Smith played in the series and later became friends with several Alabama players and coaches. He even gave technique tips and motivational speeches to current Tide players before he became a college coach. "We despise each other, but it's football hate. It's not personal hate," Smith said.
Smith said former Alabama star Cornelius Bennett - "the greatest linebacker in the history of the Southeastern Conference, in my opinion" - is one of his "very best friends." Smith also befriended legendary former Tide quarterback Joe Namath when he worked with the New York Jets, and he said his "favorite player of all time" aside from former UT defensive end Reggie White is former Alabama end and linebacker Derrick Thomas.
"The hate isn't that serious off the field," Smith said.
What about on the field?
"Oh, it's serious, baby," Smith said. "Real [dang] serious."
Even Alabama coach Nick Saban, whose week-to-week focus is legendary, conceded this is a "signature game" for alumni and fans on both sides of the border.
"There's been some great games in this series through the years," Saban said. "I think you can kind of throw out everything, from records and what happened last week and the first game of the year, all the stuff. This is big game for both teams, and they certainly have a very capable team."

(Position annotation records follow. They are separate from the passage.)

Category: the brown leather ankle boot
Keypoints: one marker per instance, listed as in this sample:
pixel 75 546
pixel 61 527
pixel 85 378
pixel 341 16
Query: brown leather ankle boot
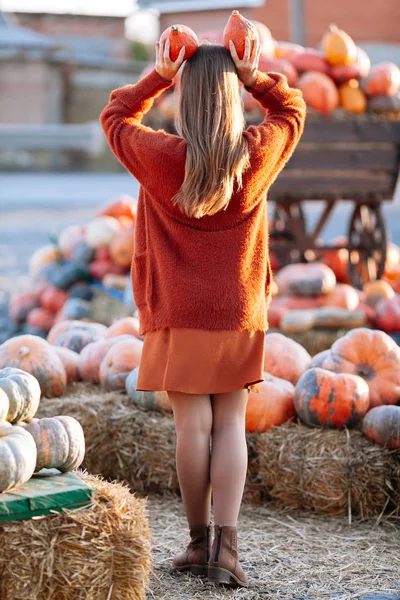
pixel 196 556
pixel 224 565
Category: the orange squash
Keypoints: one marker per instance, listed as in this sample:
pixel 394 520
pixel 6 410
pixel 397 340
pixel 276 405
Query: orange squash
pixel 319 91
pixel 35 356
pixel 326 399
pixel 237 29
pixel 121 248
pixel 382 425
pixel 285 358
pixel 119 361
pixel 70 360
pixel 372 355
pixel 272 405
pixel 383 79
pixel 179 36
pixel 352 98
pixel 338 47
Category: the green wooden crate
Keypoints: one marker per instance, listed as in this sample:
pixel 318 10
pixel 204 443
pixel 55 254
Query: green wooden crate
pixel 44 494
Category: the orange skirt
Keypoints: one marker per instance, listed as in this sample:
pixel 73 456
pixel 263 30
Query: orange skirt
pixel 196 361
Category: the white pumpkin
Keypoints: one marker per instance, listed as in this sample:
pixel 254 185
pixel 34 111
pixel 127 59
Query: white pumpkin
pixel 17 456
pixel 101 231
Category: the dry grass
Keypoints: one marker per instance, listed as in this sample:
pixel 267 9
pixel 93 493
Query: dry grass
pixel 286 556
pixel 97 553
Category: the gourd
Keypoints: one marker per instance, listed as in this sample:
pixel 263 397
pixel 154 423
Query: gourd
pixel 372 355
pixel 179 36
pixel 331 399
pixel 312 279
pixel 338 47
pixel 92 356
pixel 35 356
pixel 60 443
pixel 382 425
pixel 272 405
pixel 237 29
pixel 352 98
pixel 22 391
pixel 319 91
pixel 157 401
pixel 17 456
pixel 119 361
pixel 285 358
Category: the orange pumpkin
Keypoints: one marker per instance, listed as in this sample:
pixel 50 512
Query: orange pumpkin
pixel 179 36
pixel 352 98
pixel 272 405
pixel 70 360
pixel 343 296
pixel 383 79
pixel 119 361
pixel 338 47
pixel 319 91
pixel 121 248
pixel 20 306
pixel 237 29
pixel 372 355
pixel 326 399
pixel 35 356
pixel 285 358
pixel 92 356
pixel 310 279
pixel 126 325
pixel 382 425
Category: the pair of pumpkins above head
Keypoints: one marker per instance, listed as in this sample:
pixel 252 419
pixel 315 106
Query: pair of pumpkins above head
pixel 236 29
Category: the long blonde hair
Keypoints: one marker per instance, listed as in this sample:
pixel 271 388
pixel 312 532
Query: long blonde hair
pixel 211 121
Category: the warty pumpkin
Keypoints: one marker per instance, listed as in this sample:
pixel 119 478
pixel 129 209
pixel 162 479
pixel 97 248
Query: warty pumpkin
pixel 372 355
pixel 17 456
pixel 35 356
pixel 272 405
pixel 23 394
pixel 179 36
pixel 326 399
pixel 237 29
pixel 119 361
pixel 157 401
pixel 285 358
pixel 382 425
pixel 60 443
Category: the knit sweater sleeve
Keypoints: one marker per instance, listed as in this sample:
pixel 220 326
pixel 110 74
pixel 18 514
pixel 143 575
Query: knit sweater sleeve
pixel 136 146
pixel 274 140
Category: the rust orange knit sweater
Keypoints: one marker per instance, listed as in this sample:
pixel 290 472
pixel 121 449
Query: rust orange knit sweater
pixel 213 272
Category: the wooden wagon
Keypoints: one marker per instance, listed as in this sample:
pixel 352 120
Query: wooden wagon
pixel 355 160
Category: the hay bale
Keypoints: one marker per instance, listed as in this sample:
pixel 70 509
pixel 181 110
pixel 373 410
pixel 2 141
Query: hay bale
pixel 98 553
pixel 335 472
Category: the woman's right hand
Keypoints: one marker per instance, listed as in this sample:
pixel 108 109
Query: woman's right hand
pixel 247 66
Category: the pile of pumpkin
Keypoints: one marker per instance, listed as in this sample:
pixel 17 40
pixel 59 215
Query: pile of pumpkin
pixel 338 75
pixel 64 273
pixel 318 296
pixel 27 444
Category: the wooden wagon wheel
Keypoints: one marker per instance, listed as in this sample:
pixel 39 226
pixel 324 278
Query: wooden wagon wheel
pixel 367 244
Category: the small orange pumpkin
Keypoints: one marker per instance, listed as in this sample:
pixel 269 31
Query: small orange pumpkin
pixel 326 399
pixel 338 47
pixel 272 405
pixel 237 29
pixel 119 361
pixel 35 356
pixel 179 36
pixel 285 358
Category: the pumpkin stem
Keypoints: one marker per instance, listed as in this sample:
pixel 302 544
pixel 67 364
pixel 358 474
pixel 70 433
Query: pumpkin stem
pixel 23 351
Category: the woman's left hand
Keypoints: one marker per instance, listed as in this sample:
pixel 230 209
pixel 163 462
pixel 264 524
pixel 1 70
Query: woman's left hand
pixel 164 65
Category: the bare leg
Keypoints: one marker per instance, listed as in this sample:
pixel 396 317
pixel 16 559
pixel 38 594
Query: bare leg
pixel 193 422
pixel 228 455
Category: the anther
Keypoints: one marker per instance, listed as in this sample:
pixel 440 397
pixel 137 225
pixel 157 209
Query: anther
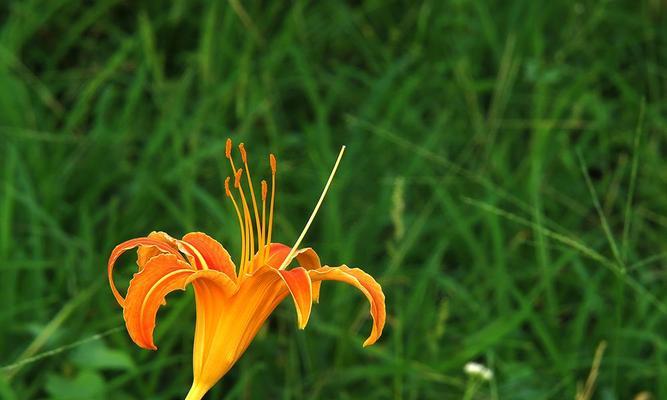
pixel 227 191
pixel 243 155
pixel 228 148
pixel 272 161
pixel 237 177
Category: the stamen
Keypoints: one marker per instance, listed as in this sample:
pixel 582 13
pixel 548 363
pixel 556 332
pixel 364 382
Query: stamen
pixel 262 251
pixel 272 162
pixel 250 244
pixel 312 216
pixel 238 214
pixel 260 243
pixel 228 148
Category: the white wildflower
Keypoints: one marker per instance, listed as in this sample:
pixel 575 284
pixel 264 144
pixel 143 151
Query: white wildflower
pixel 477 370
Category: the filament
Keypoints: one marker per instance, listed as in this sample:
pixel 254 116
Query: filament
pixel 312 216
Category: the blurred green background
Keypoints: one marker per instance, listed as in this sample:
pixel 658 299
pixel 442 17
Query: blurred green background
pixel 504 181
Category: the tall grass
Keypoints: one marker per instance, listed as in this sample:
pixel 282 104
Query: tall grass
pixel 504 178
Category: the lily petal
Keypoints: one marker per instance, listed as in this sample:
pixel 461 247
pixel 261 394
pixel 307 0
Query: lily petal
pixel 300 287
pixel 127 245
pixel 209 252
pixel 145 253
pixel 161 275
pixel 308 259
pixel 368 286
pixel 277 254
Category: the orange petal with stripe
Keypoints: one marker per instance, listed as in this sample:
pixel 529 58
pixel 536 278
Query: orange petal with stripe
pixel 145 253
pixel 308 259
pixel 300 287
pixel 211 253
pixel 368 286
pixel 161 275
pixel 127 245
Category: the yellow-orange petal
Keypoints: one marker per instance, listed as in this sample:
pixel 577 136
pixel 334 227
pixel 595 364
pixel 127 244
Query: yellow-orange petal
pixel 276 255
pixel 308 259
pixel 210 252
pixel 161 275
pixel 127 245
pixel 368 286
pixel 145 253
pixel 300 287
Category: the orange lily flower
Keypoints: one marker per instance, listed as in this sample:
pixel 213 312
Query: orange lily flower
pixel 232 304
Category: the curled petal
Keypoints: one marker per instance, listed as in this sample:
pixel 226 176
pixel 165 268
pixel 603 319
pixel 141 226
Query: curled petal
pixel 300 287
pixel 127 245
pixel 277 254
pixel 161 275
pixel 368 286
pixel 308 259
pixel 207 253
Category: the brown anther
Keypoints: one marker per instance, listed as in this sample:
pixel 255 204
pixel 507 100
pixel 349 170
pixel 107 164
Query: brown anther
pixel 265 190
pixel 227 191
pixel 272 161
pixel 228 148
pixel 243 155
pixel 237 178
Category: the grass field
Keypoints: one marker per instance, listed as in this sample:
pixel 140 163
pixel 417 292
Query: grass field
pixel 504 180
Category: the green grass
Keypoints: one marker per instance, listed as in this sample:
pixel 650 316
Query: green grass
pixel 504 180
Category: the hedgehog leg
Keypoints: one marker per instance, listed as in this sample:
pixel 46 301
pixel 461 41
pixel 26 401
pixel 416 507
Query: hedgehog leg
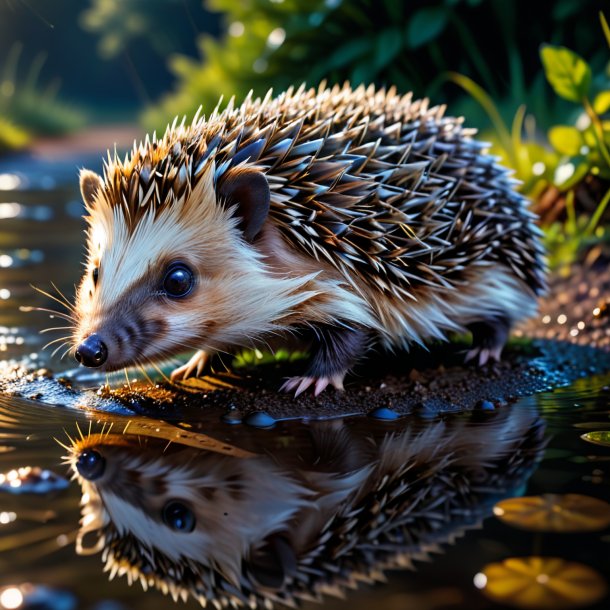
pixel 338 349
pixel 488 339
pixel 196 365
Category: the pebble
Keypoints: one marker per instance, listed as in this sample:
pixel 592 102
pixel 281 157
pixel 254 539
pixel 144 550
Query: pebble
pixel 383 413
pixel 259 419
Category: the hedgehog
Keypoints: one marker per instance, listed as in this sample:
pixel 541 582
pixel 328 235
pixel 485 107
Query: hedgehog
pixel 333 218
pixel 252 532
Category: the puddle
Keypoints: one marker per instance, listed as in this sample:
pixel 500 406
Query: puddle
pixel 405 487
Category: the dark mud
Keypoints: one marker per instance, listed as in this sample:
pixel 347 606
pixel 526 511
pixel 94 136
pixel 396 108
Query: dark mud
pixel 422 383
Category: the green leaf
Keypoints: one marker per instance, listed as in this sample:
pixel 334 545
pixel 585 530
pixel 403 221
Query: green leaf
pixel 425 25
pixel 597 438
pixel 605 27
pixel 570 174
pixel 566 140
pixel 568 73
pixel 601 103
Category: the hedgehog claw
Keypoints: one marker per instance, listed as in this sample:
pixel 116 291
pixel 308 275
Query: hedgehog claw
pixel 195 365
pixel 483 355
pixel 300 384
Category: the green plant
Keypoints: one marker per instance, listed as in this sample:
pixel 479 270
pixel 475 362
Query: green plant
pixel 12 137
pixel 412 45
pixel 29 106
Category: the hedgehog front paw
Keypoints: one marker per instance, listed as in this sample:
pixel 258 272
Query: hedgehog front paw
pixel 300 384
pixel 483 355
pixel 193 368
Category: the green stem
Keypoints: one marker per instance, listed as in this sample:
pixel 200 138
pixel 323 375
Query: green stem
pixel 571 212
pixel 601 208
pixel 598 129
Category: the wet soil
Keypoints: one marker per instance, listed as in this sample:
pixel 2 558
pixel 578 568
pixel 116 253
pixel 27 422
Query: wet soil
pixel 422 383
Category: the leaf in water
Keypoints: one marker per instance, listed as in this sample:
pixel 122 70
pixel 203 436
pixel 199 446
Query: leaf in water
pixel 425 25
pixel 541 583
pixel 555 513
pixel 568 73
pixel 566 139
pixel 597 438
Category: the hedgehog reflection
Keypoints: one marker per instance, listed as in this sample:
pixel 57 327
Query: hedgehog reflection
pixel 296 524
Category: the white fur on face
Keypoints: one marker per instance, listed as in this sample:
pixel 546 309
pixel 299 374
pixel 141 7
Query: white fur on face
pixel 227 527
pixel 236 298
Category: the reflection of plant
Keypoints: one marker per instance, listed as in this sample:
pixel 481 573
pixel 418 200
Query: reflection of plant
pixel 26 107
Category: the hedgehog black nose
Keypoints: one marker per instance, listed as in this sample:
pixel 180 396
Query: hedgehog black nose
pixel 90 465
pixel 92 351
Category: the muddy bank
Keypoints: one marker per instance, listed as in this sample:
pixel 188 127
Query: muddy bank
pixel 422 383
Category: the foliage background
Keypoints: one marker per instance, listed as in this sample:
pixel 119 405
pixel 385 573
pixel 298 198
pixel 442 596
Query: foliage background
pixel 67 64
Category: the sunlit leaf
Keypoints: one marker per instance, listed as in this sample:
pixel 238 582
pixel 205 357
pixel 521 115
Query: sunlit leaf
pixel 425 25
pixel 601 103
pixel 566 139
pixel 568 73
pixel 555 513
pixel 598 438
pixel 605 27
pixel 541 583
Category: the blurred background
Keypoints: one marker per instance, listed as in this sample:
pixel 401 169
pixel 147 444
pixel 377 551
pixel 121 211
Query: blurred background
pixel 107 70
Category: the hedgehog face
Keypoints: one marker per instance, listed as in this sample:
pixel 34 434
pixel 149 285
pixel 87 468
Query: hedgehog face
pixel 164 278
pixel 184 505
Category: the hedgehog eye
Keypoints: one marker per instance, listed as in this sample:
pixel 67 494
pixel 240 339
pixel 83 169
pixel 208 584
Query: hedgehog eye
pixel 178 281
pixel 178 517
pixel 90 465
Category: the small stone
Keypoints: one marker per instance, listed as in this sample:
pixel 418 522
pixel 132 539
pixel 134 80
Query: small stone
pixel 383 413
pixel 259 419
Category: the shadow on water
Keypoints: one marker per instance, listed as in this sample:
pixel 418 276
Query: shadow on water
pixel 239 514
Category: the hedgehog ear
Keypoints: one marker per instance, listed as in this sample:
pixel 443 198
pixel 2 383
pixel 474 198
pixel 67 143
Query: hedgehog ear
pixel 90 184
pixel 270 565
pixel 249 190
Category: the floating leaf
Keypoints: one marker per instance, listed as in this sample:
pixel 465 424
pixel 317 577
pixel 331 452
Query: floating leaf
pixel 541 583
pixel 598 438
pixel 568 73
pixel 555 513
pixel 566 140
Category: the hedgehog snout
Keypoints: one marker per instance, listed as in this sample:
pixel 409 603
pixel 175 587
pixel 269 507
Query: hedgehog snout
pixel 92 352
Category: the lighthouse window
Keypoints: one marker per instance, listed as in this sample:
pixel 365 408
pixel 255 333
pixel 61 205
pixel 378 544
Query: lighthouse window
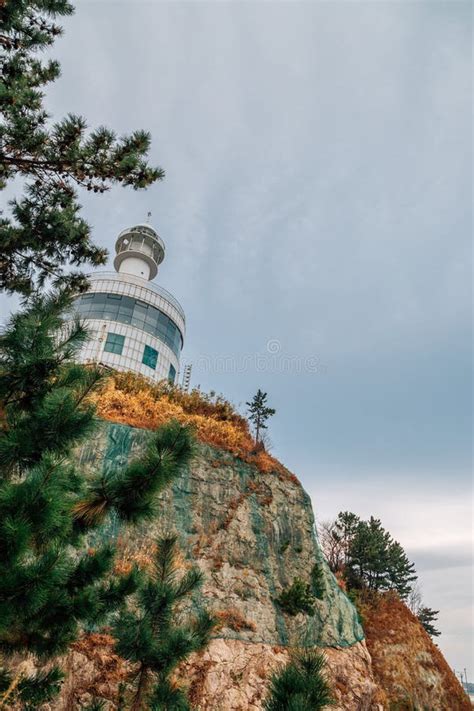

On the surface, most wouldn't suggest the Vols were "capable" of topping the seventh-ranked Tide. But history suggests there's always a chance. Both programs have pushed the opponent in this game when they weren't supposed to, and both have slipped up and stunned the other.
Recently, the 2003 Tide - who won four games - pushed the 10-win Vols to five overtimes before falling at home in Tuscaloosa.
Seven-win UT lost 12-10 last season at undefeated, eventual national champion Alabama, and the Tide needed two blocked field goals in the fourth quarter - including one on the final play - to salvage the win.
"Just look back to last year," said Alabama's Barrett Jones, a sophomore guard from Memphis. "That was a hard-fought game. They almost gave us a loss. We have to be ready."
Vols starting quarterback Matt Simms, who was at El Camino (Calif.) Community College last season, said video from last season's UT-Alabama game didn't hint which team lost six games and which won the national title.
"It looked like two evenly matched teams, not a decent team playing the best team in the country," Simms said. "Hopefully this game will be the same way, but we'll win this time. Hopefully we can go out there and give our fans another classic Tennessee-Alabama game."